A: $$f(x)=\frac{1}{\cosh (x)}+\log \left(\frac{\cosh (x)}{1+\cosh (x)}\right)=\frac{1}{\cosh (x)}-\log \left(1+\frac{1}{\cosh (x)}\right)$$ Since $x$ is large, $\cosh(x)$ is large, so let $\cosh(x)=\frac 1 \epsilon$ to face
$$\epsilon-\log(1+\epsilon)=\frac{\epsilon ^2}{2}-\frac{\epsilon ^3}{3}+O\left(\epsilon ^4\right)$$ making
$$f(x)\sim \frac{1}{2}\frac{1}{\cosh^2 (x)}\sim 2e^{-2x}\to 0$$
A: The limit behavior does not just mean the limits. Rather, it means the asymptotic function form of  $f(x)=\frac{1}{\cosh x}+\log \left(\frac{\cosh x}{1+\cosh x}\right)$ in the limits $x \to \pm \infty$. 

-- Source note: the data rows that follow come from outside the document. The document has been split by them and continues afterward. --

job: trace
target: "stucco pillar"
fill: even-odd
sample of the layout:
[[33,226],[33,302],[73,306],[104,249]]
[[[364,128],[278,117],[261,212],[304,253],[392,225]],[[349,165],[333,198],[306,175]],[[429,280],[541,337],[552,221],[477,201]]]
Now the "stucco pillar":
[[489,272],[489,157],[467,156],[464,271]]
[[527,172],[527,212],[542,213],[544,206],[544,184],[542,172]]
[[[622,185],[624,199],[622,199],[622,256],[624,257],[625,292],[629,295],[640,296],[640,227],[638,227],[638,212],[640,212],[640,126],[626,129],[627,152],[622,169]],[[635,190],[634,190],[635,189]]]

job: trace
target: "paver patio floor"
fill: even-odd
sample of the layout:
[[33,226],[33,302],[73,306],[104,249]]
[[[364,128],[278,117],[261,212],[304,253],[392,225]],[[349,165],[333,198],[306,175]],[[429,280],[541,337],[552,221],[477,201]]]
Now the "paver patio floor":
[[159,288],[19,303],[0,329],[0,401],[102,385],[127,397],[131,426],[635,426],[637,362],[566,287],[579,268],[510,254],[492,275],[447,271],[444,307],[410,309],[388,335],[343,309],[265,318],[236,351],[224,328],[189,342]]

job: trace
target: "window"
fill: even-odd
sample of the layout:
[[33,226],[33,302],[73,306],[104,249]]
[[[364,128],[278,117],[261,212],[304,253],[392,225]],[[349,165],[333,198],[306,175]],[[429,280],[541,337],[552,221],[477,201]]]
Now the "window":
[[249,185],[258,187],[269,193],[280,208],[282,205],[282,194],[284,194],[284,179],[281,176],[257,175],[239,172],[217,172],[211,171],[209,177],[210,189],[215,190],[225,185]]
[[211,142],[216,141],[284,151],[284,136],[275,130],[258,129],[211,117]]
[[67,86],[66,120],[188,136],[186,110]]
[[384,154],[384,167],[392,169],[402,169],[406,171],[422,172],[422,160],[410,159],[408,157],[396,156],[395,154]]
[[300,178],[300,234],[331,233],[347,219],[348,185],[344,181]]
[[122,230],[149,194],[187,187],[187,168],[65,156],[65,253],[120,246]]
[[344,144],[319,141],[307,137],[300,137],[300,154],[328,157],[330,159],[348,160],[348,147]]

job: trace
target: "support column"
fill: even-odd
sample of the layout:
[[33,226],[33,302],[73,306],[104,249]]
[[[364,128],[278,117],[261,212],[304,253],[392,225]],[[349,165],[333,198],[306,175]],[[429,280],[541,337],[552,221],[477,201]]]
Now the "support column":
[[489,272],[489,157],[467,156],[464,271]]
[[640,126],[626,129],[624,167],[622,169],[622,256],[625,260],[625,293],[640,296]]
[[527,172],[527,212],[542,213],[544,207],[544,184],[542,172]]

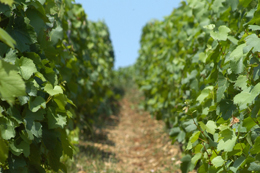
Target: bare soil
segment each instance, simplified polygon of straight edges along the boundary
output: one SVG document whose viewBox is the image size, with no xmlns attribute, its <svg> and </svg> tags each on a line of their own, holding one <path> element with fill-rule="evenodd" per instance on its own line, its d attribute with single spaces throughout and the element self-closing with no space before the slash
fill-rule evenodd
<svg viewBox="0 0 260 173">
<path fill-rule="evenodd" d="M 181 172 L 179 146 L 171 143 L 162 121 L 137 109 L 139 98 L 132 94 L 120 101 L 118 116 L 110 116 L 104 121 L 104 128 L 95 129 L 96 140 L 81 141 L 81 148 L 100 151 L 106 158 L 104 172 Z M 77 167 L 80 173 L 87 172 L 82 163 Z"/>
</svg>

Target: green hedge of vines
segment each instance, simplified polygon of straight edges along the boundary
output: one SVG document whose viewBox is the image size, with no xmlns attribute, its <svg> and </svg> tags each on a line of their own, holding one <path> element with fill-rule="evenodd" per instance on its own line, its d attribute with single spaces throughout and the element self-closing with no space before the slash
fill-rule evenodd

Note that $\text{sech} (x) \to e^{-|x|}$ as $x\to \pm\infty$ and we have 
$$f(x) = \text{sech} (x )- \ln(1+\text{sech}(x)) $$
$$=e^{-|x|} - (e^{-|x|}-\frac12e^{-2|x|}+O(\frac12e^{-3|x|}))\to \frac12e^{-2|x|}$$
Thus, its limit behavior is of $f(x)\to \frac12e^{-2|x|}$ as $x\to\pm\infty$.
To show $f(x) \ge 0$, we start with the inequality $e^y = 1+y +\frac12 y^2 + … \ge 1+y$ for $y\ge0$. Then, take log of both sides to get
$$y\ge \ln(1+y)$$
Substitute $y = \frac1{\cosh(x)}$ into above inequality to obtain
$$f(x) = \frac{1}{\cosh x}-\log \left(1+\frac1{\cosh x}\right)\ge 0$$
A: We have $\cosh x \to \infty$ for $x\to \pm\infty$, thus$^1$:
$$f(x)
=\frac1{\cosh x}+\ln \left(\frac{\cosh x}{1+\cosh x}\right)
=z+\ln \frac{1}{1+z}
= g(z)
$$
with $z=1/\cosh x$ and we have to study $g(z)$ for $z\to 0^+$:
$$\begin{align}
z+\ln \frac{1}{1+z} &= z - \ln(1+z)\\
&\stackrel{(1)}\geqslant  z-((1+z)-1) = 0\\
\end{align}$$
(1) follows from $\ln x \leqslant x-1$ i.e. $-\ln x \geqslant -(x-1)$.

$^1$Assuming you denoted the Natural logarithm as $\log$.